Not surprisingly, as Mariya Yepifanova of Moscow’s Novaya gazeta writes, “Russia sees in this an exclusively political explanation and is calculating the losses which it supposes the residents of Estonia, Latvia and Lithuania, the final consumers of electric power, will suffer as a result.”
But the Baltic governments say that any difficulties are temporary and that their countries will “in the final analysis only benefit by breaking electric ties with Russia.” But Russia has longer term concerns, not only in terms of its influence over these countries but about its ability to deliver electric power to the Russian exclave of Kaliningrad.
The three Baltic countries, on the one hand, and Russia and Belarus, on the other, were gradually separating with Estonia taking the lead in establishing a power link with Finland. But after the Crimean Anschluss in 2014, all the Baltic governments decided they needed to break with the east as far as electric power is concerned.
That desire has only been intensified because of concerns about the safety of the nuclear power plant in Belarus, Yepifanova continues.
Latvian officials say that the test went well and according to agreements between the Baltic countries and their new energy supplies, Poland, Sweden and Finland. And Belarusian officials agree that the test was successful showing that Minsk could deal with the power shutoff without negative consequences for Kaliningrad.
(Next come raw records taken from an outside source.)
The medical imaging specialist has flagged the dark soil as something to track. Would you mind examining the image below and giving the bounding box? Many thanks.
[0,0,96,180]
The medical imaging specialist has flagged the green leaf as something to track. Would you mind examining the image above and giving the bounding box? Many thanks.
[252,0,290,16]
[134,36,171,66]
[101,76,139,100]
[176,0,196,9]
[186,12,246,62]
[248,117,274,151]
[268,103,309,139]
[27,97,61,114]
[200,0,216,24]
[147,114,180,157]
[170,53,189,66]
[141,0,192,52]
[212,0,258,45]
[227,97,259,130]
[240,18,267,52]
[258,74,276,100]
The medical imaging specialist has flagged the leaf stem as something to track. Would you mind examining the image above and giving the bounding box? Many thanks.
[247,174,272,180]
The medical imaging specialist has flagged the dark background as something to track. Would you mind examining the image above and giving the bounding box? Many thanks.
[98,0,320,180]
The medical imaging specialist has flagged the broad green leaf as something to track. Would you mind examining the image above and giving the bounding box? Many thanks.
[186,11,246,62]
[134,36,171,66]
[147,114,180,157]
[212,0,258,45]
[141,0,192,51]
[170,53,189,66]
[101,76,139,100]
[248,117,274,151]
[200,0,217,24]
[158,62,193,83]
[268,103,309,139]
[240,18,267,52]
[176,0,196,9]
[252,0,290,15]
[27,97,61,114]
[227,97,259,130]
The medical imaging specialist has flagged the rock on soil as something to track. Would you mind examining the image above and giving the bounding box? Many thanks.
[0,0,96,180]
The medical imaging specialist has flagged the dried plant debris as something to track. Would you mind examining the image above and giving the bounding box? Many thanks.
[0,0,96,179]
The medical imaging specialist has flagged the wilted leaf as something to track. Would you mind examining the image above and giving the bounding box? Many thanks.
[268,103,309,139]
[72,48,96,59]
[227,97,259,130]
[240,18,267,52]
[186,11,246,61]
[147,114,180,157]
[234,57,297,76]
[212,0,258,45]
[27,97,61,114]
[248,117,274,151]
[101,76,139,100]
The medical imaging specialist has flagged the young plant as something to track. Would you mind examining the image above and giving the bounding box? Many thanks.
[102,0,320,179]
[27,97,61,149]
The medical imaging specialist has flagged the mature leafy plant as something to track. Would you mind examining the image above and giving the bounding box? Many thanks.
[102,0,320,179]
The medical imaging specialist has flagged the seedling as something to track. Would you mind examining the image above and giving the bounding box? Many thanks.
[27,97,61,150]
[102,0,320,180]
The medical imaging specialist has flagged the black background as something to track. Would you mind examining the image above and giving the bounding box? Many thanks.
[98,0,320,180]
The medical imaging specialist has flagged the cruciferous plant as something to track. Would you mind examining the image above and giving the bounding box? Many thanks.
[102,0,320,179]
Russian observers, pointing to a jump in spot energy prices in Lithuania, say that the Balts are only harming themselves. But officials in those countries say the change in spot prices was an overreaction because Estonia, Latvia and Lithuania have already reduced their reliance on power from Russia and Belarus to a small fraction of what it was.
Not only are these countries getting power from European states but they are developing their own power production capabilities. And they like all EU countries are now focused on developing renewable energy production rather than continuing to rely on coal, oil and gas produced electric power.
That is the future, Juris Ozolins, a former Latvian energy minister says. The question is: where is Russia in all this? It hasn’t yet made a commitment to make such a change and will only fall further and further behind.